Medications to prevent gout complications

If you have multiple gout attacks every year or if your attacks are painful but occur less frequently, the doctor might prescribe medication to lower the likelihood of complications associated with gout. Drugsto reduce uric acid levels in the body may also be recommended if you have existing joint damage visible on X-rays or the presence of tophi, kidney stones, or chronic kidney disease.

  • Medications to block uric acid production: Medications like allopurinol (Lopurin, Aloprim, Zyloprim) and febuxostat (Uloric) are helpful in limiting the level of uric acid the body produces. Side effects of allopurinol are fever, hepatitis, rash, or even kidney disorders. Similarly, febuxostat side effects are nausea, rash, or decreased liver function, and it may also increase the possibility of heart-related fatality.
  • Medications that improve uric acid removal: Medications like probenecid (Probalan) are essential in enhancing the kidneys’ capacity to eliminate uric acid from the body. The side effects may include stomach pain, rash, or kidney stones.

Natural remedies for gout relief

Medications are generally the most effective method of treating gout attacks as well as preventing repeated flares. On the other hand, lifestyle decisions also play a crucial role, and you might want to consider the following measures:

  • Choosing healthier beverages: Lower your intake of alcoholic beverages and fruit sugar-sweetened drinks. Instead, you can consider drinking a lot of nonalcoholic infusions, particularly water.
  • Avoiding foods rich in purines: Foods like red meat and organ meats (including liver) are particularly full of purines. Seafood rich in purines are anchovies, mussels, sardines, scallops, trout, and tuna. If you are susceptible to gout, go for low-fat dairy products as an alternative protein source.
  • Exercise frequently and cut weight: Maintaining a healthy weight lowers the risk of developing gout.

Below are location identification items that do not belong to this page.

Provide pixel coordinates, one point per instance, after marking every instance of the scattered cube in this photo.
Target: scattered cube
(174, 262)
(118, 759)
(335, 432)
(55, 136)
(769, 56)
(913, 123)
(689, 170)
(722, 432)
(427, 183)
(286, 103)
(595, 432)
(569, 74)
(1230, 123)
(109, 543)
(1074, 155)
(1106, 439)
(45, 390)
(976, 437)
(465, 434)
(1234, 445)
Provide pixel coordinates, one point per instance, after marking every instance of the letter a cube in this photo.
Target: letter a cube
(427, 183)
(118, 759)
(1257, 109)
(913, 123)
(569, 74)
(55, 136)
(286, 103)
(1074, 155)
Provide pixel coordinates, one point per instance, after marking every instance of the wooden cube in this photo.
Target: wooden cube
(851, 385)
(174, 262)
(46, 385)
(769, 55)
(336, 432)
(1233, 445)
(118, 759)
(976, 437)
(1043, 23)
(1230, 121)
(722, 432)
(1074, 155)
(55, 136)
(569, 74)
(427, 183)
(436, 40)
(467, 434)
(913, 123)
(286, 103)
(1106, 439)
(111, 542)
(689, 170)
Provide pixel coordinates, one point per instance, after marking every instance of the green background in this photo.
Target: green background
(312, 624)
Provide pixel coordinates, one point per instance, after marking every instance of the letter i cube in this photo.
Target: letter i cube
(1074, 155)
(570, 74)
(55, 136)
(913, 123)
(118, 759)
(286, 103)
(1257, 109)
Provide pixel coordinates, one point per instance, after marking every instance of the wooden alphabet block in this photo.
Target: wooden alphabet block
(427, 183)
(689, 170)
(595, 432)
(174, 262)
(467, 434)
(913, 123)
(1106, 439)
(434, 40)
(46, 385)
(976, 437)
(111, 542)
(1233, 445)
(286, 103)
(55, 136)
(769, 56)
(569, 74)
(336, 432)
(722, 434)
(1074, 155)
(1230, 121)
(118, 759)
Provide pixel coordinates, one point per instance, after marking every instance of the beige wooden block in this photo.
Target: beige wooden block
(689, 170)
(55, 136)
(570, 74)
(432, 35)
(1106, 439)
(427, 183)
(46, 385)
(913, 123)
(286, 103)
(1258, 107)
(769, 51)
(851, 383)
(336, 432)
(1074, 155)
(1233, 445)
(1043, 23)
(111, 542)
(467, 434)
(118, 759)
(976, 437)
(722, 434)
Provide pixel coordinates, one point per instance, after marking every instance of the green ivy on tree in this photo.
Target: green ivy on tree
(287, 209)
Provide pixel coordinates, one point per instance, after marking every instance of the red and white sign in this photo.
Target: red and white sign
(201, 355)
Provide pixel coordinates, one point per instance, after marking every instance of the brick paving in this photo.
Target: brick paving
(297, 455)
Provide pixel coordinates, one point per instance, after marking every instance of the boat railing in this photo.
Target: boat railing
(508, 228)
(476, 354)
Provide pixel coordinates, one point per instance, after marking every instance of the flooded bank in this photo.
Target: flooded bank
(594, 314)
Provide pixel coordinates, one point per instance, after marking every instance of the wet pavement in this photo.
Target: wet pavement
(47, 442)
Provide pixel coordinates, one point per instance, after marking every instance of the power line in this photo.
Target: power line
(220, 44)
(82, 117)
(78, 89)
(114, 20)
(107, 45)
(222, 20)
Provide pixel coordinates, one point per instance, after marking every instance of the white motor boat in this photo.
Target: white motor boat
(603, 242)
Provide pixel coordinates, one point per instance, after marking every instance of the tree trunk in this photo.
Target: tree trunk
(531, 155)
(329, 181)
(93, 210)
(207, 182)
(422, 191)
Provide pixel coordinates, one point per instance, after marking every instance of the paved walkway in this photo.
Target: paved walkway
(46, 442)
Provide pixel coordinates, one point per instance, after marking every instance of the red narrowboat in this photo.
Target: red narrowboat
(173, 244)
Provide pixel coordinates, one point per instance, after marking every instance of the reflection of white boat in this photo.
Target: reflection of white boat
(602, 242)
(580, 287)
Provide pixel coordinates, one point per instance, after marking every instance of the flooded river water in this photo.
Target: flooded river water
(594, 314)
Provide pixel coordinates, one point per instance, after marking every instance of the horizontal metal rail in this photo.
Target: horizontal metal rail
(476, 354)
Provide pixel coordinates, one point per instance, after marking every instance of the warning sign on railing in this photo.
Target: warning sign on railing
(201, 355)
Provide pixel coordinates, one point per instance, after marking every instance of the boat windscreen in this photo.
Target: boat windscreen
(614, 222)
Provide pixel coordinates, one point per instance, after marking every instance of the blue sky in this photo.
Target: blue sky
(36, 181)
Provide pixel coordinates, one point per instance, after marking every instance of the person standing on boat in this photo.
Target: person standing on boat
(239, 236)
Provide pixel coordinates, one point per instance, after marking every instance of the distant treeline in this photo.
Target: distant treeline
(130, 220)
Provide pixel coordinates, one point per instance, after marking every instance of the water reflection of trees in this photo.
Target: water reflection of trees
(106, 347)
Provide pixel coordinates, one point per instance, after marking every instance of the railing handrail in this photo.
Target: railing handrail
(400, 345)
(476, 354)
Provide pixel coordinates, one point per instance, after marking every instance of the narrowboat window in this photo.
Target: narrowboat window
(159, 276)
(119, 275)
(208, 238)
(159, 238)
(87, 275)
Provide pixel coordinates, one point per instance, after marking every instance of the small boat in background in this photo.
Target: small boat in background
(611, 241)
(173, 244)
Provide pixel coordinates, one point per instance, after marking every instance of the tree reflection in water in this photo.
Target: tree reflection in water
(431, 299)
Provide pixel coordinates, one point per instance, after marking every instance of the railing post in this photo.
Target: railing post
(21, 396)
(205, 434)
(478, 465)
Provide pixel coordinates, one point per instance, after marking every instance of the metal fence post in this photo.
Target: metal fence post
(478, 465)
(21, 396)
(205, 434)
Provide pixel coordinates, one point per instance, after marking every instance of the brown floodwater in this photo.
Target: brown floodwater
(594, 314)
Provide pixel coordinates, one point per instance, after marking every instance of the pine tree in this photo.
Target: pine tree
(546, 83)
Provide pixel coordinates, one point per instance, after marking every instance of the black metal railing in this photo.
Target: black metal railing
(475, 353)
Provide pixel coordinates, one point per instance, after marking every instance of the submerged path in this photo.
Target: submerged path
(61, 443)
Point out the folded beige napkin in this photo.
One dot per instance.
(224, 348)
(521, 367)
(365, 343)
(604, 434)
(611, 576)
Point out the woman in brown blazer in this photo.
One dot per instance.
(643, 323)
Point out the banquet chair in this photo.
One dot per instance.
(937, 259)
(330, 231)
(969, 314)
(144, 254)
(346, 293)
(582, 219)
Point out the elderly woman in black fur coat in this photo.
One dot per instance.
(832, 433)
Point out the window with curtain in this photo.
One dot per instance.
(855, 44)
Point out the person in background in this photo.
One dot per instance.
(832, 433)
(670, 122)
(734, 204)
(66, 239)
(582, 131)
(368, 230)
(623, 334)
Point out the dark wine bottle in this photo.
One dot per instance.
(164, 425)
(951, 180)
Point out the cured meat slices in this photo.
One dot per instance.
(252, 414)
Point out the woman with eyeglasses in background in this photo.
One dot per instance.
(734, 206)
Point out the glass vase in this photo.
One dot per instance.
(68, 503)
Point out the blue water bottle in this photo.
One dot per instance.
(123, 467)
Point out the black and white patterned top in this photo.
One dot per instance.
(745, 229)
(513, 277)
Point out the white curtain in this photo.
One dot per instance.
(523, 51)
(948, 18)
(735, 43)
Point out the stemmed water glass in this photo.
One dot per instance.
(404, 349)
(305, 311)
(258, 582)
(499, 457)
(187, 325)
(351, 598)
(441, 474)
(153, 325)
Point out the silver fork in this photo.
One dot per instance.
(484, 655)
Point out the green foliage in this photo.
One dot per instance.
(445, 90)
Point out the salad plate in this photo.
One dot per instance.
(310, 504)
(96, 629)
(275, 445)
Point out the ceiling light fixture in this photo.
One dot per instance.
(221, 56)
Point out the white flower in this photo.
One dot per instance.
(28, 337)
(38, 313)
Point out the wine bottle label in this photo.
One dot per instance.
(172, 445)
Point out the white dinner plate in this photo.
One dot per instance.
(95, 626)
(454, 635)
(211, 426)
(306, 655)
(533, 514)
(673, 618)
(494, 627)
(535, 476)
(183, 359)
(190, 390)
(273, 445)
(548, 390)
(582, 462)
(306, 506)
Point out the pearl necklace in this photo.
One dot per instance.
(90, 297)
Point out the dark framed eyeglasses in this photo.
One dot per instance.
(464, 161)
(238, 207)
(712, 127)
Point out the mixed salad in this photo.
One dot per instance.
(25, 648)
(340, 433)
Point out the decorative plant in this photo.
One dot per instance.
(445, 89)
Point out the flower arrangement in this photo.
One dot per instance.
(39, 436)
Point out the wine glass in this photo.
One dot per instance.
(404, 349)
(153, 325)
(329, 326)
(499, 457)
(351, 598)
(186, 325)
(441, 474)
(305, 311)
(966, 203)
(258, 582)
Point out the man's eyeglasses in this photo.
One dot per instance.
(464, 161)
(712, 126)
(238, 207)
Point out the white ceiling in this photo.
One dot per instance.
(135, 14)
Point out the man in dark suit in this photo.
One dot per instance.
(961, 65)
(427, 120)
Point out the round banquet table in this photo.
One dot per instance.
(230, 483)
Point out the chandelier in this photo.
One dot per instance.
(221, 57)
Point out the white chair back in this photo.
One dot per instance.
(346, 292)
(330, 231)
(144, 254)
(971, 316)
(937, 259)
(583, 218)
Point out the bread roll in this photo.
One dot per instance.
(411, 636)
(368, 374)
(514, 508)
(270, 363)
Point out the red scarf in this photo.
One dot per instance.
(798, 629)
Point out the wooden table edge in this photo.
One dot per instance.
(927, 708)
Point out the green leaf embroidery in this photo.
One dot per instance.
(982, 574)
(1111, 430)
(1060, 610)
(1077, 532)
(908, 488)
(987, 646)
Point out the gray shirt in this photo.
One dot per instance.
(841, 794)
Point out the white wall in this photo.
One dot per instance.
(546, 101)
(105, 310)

You should, therefore, engage in low-impact activities like walking, cycling, and swimming since they are gentler on the joints.

Gout Prevention

The ideal gout prevention method involves limiting the consumption of high-purine foods and beverages. Also, drinking plenty of water is vital to ensure that the kidneys are functioning well and prevent dehydration.

In addition, exercising regularly can minimize pressure on the joints and lower the possibility of obesity as well as other medical problems that can contribute to gout.

Gout and Joint Pain: What You Need to Know

Gout varies from other forms of joint discomfort in many ways. As opposed to osteoarthritis or rheumatoid arthritis causing chronic joint pain with time, gout attacks are abrupt and extreme. The affected joint might swell, turn red, and become tender.

If not treated, gout effects on the overall joint health could be major. Gout attacks may significantly damage the joints and nearby tissues, resulting in deformities and restricted movement. Because of this, it’s important to see a healthcare provider for symptom evaluation and prevention of long-term impairment to the joint.

Management of joint pain caused by gout comprises a combination of lifestyle changes and medical treatment. Medications are essential in reducing inflammation and pain during attacks. On the other hand, lifestyle adjustments, like regular physical activity and maintaining a healthy weight, help boost joint health and avoid future attacks.